"I would really like to apologise for not smuggling my dogs into England"
Johnny Depp has addressed the apology video he made to Australia with his wife Amber Heard last month, for failing to put their dogs through proper quarantine procedures.
In April, Amber Heard received a AUS$1,000 (€679) good behaviour bond with no conviction after pleading guilty to providing a false immigration document which failed to declare her dogs.
The case was dubbed the "war on terrier" and began in May 2015 when Agriculture Minister Barnaby Joyce accused Depp of sneaking the terriers aboard his private jet when he returned to Australia for the filming of Pirates of the Caribbean: Dead Men Tell No Tales.

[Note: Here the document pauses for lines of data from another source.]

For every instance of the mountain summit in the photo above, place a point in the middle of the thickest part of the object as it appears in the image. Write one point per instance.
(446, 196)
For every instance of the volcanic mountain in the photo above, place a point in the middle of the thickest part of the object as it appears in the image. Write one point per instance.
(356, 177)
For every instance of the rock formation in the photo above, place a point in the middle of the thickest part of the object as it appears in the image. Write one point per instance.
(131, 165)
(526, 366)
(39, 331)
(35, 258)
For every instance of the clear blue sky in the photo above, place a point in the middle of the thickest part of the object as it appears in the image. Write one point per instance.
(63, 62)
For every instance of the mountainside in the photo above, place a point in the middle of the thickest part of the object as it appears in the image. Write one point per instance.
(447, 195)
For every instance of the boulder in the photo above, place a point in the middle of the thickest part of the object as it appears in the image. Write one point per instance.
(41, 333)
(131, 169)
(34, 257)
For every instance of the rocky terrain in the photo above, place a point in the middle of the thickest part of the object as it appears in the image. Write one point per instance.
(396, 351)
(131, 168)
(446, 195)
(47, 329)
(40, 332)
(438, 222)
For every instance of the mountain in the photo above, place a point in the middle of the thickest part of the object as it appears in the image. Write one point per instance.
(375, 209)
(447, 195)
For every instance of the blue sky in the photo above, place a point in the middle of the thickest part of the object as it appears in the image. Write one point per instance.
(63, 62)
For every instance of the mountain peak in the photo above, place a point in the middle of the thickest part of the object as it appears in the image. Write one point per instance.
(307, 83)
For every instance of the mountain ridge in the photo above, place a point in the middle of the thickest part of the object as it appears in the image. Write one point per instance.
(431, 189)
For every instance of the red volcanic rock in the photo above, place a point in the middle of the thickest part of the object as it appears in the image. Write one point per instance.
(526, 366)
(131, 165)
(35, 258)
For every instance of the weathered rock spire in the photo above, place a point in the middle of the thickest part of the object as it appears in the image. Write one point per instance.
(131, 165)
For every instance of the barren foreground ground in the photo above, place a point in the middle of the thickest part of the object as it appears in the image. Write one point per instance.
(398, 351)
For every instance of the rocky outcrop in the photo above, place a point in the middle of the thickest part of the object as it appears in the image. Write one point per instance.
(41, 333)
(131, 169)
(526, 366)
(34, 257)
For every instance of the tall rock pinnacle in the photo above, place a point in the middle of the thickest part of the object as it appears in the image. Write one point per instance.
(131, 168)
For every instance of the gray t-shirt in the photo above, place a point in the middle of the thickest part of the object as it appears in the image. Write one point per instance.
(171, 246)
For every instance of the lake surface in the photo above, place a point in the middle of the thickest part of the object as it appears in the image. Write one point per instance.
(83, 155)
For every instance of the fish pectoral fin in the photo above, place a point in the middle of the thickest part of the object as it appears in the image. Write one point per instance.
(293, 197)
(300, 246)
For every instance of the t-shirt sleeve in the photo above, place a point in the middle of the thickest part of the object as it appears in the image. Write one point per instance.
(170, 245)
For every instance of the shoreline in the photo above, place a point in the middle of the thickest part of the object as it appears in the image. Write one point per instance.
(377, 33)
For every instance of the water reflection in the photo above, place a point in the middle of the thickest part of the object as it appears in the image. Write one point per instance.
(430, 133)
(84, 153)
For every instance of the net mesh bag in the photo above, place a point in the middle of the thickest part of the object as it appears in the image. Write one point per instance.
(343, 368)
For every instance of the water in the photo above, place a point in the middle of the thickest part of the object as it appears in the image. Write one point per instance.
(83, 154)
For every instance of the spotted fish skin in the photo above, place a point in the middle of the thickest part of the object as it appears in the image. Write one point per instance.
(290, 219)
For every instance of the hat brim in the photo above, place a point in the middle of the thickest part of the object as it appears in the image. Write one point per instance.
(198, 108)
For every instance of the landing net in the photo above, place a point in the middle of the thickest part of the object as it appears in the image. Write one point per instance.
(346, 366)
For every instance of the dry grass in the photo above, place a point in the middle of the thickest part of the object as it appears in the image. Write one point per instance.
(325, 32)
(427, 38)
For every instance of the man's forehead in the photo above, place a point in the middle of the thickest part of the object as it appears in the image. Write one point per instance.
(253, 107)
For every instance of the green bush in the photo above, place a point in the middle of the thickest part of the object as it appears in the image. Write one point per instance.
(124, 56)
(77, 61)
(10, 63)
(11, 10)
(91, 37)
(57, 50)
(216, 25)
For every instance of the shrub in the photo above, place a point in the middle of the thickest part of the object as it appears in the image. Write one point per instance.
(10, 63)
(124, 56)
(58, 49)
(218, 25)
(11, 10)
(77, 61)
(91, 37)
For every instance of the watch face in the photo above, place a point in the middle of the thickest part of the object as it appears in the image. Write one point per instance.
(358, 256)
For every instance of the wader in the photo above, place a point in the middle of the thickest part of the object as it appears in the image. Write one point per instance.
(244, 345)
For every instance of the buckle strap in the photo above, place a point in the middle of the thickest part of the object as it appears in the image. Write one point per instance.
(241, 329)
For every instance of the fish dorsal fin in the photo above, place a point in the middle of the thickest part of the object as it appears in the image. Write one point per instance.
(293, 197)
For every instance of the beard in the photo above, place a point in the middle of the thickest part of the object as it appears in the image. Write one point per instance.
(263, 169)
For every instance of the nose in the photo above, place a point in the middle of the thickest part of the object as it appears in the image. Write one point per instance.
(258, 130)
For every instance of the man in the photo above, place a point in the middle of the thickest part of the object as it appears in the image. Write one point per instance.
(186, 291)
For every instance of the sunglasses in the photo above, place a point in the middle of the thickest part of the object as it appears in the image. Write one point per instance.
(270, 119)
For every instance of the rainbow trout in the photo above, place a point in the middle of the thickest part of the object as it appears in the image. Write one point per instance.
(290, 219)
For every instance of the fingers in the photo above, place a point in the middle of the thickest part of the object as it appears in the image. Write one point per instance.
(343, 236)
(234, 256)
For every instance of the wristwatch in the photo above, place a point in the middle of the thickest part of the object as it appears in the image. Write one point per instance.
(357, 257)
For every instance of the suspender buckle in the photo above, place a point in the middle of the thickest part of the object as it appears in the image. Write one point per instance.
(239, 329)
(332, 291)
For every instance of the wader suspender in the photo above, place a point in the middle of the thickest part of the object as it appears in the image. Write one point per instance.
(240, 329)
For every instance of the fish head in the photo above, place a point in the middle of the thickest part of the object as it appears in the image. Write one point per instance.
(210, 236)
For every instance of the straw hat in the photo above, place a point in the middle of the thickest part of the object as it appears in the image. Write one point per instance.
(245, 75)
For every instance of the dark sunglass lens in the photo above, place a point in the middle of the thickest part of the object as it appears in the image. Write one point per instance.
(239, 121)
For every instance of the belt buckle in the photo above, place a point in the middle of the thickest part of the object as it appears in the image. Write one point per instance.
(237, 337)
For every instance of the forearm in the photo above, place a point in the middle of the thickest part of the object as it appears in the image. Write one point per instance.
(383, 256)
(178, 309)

Australia has strict quarantine regulations to prevent diseases such as rabies from spreading to its shores. Bringing pets into the country involves applying for a permit and quarantine on arrival of at least 10 days.
Depp and Heard were given 72 hours to send Pistol and Boo back to the US, with officials warning that the dogs would otherwise be euthanised. The pooches boarded a flight home just hours before the deadline ran out.
The couple recorded a public apology for the Australian Government Department of Agriculture and Water Resources that was played out in court, where they "awkwardly" spoke about the importance of Australia's biosecurity laws.
Speaking at a press event today for his new movie Alice Through the Looking Glass, Depp poked fun at the apology video he recorded with his wife: "I would really like to apologise for not smuggling my dogs into England".